When Apple made a strong push into AI at the 2024 WWDC, CEO Tim Cook described it as a new chapter for the company, combining Apple's hardware with the growing momentum in generative AI. Apple Intelligence aimed to position the company alongside OpenAI, Nvidia, Google, and Microsoft.
A year later, this promise largely remains unfulfilled, sparking industry-wide criticism and internal turmoil within the company.
In fact, Apple's most notable impact on the AI field might be last week's research paper titled "The Illusion of Thought," where the company outlined limitations of large language models and warned against overestimating their reasoning capabilities. The paper emphasized that while LLMs appear intelligent, they primarily rely on pattern recognition.
Nevertheless, during today's presentation, Craig Federighi, Apple's senior vice president of software engineering, announced AI integration: "We're making the generative models powering Apple Intelligence more powerful and efficient, and continuing to leverage Apple Intelligence throughout more of our ecosystem," he said.
Federighi revealed that Apple is opening up its AI infrastructure to developers through a new "Foundation Model Framework," enabling applications to directly harness the same on-device intelligence that powers Apple's own software. Xcode updates introduce generative tools for developers, including ChatGPT integration, predictive code completion, and conversational programming via Swift Assist.
Perhaps after the underwhelming launch of Apple Intelligence, Apple hopes to exceed expectations by making modest promises.

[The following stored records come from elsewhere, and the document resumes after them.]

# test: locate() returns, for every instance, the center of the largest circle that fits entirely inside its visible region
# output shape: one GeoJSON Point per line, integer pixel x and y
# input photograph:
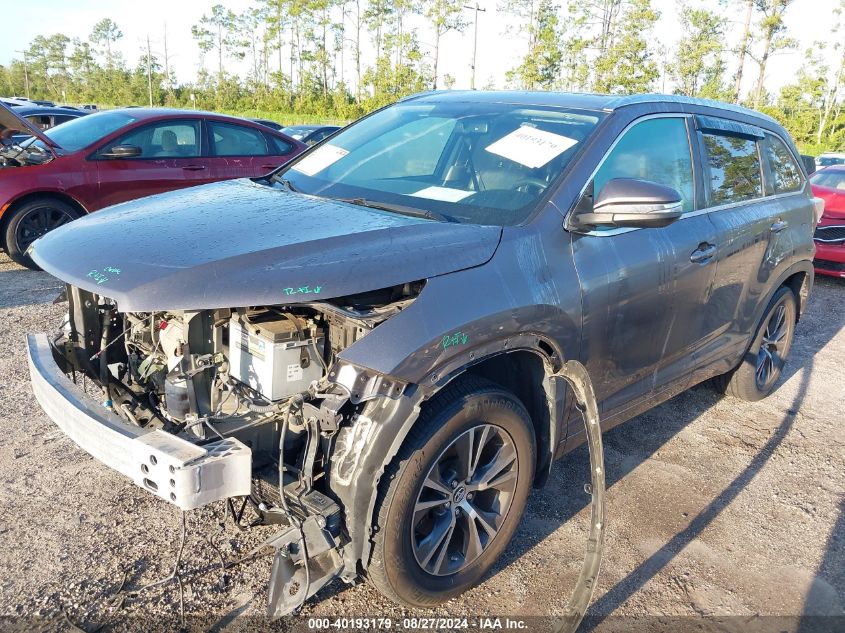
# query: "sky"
{"type": "Point", "coordinates": [497, 51]}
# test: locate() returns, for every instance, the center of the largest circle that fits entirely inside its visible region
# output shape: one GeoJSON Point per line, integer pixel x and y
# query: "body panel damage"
{"type": "Point", "coordinates": [188, 250]}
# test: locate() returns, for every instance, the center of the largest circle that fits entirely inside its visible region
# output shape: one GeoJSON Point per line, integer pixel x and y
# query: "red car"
{"type": "Point", "coordinates": [109, 157]}
{"type": "Point", "coordinates": [829, 185]}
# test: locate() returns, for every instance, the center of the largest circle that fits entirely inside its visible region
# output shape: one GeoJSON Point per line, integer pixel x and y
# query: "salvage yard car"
{"type": "Point", "coordinates": [365, 347]}
{"type": "Point", "coordinates": [101, 159]}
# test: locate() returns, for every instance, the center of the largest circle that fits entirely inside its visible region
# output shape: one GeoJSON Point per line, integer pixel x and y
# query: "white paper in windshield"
{"type": "Point", "coordinates": [319, 159]}
{"type": "Point", "coordinates": [446, 194]}
{"type": "Point", "coordinates": [531, 147]}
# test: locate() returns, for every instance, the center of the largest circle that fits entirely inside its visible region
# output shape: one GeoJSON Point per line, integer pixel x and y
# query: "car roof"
{"type": "Point", "coordinates": [28, 110]}
{"type": "Point", "coordinates": [579, 100]}
{"type": "Point", "coordinates": [151, 113]}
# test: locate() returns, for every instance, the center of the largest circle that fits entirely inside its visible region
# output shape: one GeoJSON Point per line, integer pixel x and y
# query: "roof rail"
{"type": "Point", "coordinates": [622, 101]}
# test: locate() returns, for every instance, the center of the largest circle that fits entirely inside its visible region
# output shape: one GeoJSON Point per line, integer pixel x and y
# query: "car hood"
{"type": "Point", "coordinates": [11, 121]}
{"type": "Point", "coordinates": [239, 243]}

Instead, today's demonstration focused more on a complete visual redesign of macOS and iOS, creating a more consistent user experience across Apple's entire product suite. The redesign features "Liquid Glass" – a responsive, context-aware design element that adapts based on device touch, content, and context. The redesign impacts everything from the lock screen to system icons, aiming to create seamless transitions between Apple devices.
Other updates revealed at WWDC include enhancements to Messages, now supporting polls, custom backgrounds, typing indicators, group payments, and improved spam filtering. Real-time translation functionality enables AI-powered language translation in Messages, FaceTime, and phone calls.

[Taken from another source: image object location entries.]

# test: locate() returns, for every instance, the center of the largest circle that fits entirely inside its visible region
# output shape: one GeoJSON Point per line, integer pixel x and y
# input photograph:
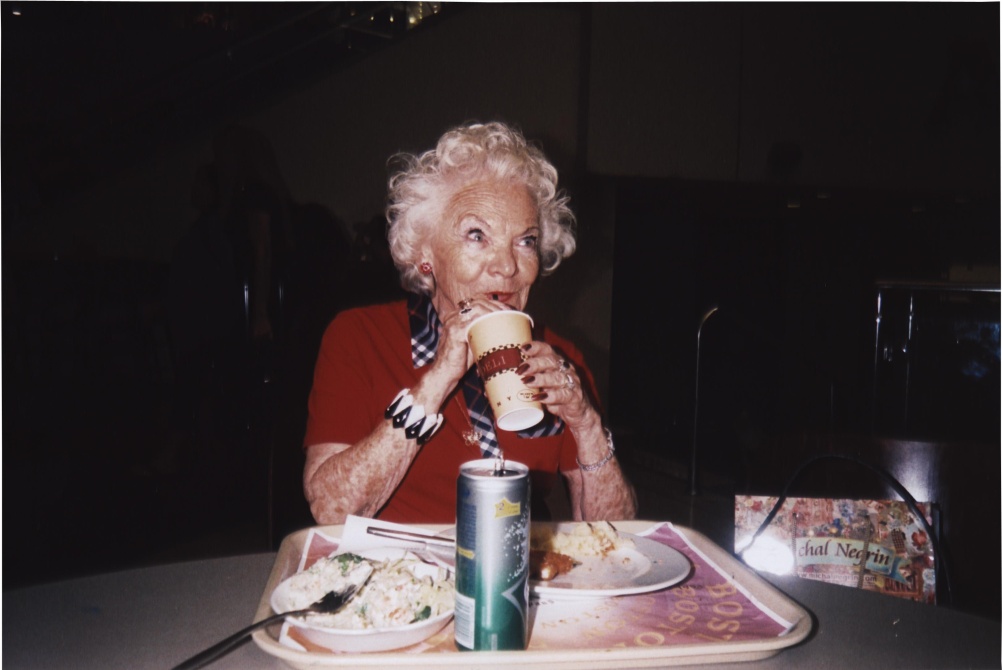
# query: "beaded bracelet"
{"type": "Point", "coordinates": [412, 418]}
{"type": "Point", "coordinates": [608, 456]}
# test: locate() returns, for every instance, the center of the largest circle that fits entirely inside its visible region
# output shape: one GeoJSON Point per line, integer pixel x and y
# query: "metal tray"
{"type": "Point", "coordinates": [615, 657]}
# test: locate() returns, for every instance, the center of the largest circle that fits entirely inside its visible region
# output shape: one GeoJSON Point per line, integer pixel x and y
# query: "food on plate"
{"type": "Point", "coordinates": [396, 592]}
{"type": "Point", "coordinates": [596, 539]}
{"type": "Point", "coordinates": [545, 565]}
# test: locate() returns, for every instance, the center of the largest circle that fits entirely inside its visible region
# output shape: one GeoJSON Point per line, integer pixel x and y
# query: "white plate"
{"type": "Point", "coordinates": [649, 566]}
{"type": "Point", "coordinates": [372, 639]}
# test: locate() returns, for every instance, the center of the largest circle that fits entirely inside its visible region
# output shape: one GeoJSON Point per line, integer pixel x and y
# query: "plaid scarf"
{"type": "Point", "coordinates": [425, 327]}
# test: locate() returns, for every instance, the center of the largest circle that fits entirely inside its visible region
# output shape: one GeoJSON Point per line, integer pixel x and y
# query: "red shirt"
{"type": "Point", "coordinates": [365, 361]}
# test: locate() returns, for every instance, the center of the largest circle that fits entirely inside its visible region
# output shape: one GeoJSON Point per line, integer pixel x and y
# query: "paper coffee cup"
{"type": "Point", "coordinates": [496, 342]}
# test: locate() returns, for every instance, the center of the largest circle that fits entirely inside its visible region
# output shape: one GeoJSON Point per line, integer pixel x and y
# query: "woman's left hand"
{"type": "Point", "coordinates": [556, 383]}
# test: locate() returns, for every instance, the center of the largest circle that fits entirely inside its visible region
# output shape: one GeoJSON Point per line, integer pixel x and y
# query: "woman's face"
{"type": "Point", "coordinates": [485, 244]}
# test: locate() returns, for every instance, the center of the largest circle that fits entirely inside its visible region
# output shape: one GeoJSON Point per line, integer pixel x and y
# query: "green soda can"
{"type": "Point", "coordinates": [492, 556]}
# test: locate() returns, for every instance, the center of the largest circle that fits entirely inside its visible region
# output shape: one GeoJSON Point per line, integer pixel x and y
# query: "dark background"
{"type": "Point", "coordinates": [781, 162]}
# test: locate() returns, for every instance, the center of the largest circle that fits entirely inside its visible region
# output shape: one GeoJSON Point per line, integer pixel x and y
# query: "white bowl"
{"type": "Point", "coordinates": [370, 639]}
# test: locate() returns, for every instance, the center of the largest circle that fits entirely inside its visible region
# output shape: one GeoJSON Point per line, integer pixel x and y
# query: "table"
{"type": "Point", "coordinates": [156, 617]}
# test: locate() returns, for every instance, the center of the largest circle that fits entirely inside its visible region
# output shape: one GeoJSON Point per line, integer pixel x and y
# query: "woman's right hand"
{"type": "Point", "coordinates": [454, 357]}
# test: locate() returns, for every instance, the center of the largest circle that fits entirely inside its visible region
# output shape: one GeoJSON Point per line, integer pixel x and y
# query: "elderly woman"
{"type": "Point", "coordinates": [472, 225]}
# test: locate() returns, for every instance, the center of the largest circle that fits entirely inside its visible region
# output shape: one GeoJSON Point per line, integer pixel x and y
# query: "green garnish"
{"type": "Point", "coordinates": [346, 561]}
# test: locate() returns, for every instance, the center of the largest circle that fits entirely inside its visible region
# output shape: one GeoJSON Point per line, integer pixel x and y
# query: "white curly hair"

The Phone app is receiving upgrades including Hold Assist – a method to combat being put on hold through standby mode, which alerts you when the person you're trying to reach finally answers – and call screening, prompting callers to introduce themselves before connecting. Notably, this feature existed in 2009 with Google Voice's launch.

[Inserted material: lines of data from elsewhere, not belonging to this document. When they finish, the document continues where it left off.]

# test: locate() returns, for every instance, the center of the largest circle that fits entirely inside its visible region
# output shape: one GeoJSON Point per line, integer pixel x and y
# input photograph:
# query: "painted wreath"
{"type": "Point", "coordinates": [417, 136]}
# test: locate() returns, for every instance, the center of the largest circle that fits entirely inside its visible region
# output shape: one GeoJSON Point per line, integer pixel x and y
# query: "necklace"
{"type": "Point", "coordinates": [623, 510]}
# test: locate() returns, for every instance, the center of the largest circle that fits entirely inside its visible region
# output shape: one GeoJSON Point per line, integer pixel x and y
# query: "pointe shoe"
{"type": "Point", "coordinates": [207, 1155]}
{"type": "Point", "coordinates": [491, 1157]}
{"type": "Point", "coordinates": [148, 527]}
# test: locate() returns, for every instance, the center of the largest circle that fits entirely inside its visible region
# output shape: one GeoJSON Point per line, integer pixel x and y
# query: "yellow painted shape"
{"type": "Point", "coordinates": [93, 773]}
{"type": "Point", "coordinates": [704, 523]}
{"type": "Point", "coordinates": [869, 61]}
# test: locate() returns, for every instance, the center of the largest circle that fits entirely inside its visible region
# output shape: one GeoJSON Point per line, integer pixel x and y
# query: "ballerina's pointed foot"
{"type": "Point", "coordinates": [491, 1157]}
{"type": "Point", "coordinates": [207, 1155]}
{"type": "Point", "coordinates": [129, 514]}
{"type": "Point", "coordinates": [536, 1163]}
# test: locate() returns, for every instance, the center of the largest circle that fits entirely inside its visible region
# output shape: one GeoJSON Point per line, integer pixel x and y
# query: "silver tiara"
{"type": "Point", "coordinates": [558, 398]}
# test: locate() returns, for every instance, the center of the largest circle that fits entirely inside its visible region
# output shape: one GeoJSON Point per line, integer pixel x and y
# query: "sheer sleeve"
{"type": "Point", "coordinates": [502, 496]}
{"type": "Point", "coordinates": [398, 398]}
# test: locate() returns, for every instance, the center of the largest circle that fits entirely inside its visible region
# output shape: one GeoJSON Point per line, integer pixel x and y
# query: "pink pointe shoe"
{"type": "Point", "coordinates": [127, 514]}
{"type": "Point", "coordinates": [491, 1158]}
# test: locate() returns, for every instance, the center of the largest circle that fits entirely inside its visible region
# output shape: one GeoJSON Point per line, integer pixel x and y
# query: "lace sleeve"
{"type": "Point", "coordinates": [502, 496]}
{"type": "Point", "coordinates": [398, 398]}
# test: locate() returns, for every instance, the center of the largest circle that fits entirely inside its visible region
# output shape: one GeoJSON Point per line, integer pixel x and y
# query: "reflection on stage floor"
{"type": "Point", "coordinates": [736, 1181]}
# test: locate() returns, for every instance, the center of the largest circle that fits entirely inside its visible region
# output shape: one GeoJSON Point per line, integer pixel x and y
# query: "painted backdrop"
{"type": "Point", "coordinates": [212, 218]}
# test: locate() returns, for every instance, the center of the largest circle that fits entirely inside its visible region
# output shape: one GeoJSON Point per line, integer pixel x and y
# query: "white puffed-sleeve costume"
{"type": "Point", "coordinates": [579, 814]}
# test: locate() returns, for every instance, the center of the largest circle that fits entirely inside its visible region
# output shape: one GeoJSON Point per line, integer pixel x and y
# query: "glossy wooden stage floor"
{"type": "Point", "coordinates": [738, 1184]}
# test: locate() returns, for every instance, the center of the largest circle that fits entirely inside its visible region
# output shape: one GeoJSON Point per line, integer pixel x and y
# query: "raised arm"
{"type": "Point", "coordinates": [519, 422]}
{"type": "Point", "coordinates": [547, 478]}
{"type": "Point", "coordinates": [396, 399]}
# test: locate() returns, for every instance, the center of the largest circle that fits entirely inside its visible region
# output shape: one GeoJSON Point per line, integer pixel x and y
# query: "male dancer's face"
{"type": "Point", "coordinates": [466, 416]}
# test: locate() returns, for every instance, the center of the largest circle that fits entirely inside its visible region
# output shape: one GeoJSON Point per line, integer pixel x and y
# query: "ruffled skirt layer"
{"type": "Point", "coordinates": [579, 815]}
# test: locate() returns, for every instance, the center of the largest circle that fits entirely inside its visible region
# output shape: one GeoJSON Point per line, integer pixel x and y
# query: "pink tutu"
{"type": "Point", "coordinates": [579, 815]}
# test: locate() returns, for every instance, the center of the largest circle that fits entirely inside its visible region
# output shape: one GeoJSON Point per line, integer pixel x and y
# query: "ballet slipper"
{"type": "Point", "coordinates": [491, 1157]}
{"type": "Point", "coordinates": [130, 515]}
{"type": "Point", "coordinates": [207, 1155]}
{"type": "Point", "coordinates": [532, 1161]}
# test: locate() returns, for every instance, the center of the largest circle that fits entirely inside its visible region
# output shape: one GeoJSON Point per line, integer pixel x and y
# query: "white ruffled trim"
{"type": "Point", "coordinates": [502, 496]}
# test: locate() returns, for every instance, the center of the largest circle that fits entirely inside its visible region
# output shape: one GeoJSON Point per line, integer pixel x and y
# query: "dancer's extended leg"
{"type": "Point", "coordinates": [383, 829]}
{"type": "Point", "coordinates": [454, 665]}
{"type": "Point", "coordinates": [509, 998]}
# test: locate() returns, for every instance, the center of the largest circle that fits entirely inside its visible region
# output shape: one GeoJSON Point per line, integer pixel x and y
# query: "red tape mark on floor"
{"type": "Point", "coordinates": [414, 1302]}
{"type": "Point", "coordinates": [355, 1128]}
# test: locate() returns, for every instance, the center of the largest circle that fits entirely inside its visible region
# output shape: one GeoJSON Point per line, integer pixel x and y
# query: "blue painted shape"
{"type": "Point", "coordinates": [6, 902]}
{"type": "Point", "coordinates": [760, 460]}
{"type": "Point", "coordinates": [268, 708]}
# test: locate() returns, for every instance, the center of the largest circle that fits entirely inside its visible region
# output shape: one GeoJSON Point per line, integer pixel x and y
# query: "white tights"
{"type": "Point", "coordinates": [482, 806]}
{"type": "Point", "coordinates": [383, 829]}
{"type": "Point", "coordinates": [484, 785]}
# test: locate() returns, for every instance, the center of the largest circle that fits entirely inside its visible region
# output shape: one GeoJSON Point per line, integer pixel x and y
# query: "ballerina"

- iPadOS 26: A new windowing system, upgraded Files app, and professional-grade audio/video workflows.
- VisionOS 26: Spatial computing improvements and support for third-party accessories, including PlayStation VR2 Sense controllers.
- WatchOS 26: A chatty "Workout Buddy" that will cheer you on during your exercise sessions.
Apple stated these updates will be available in public beta in July, with full release coming in the fall.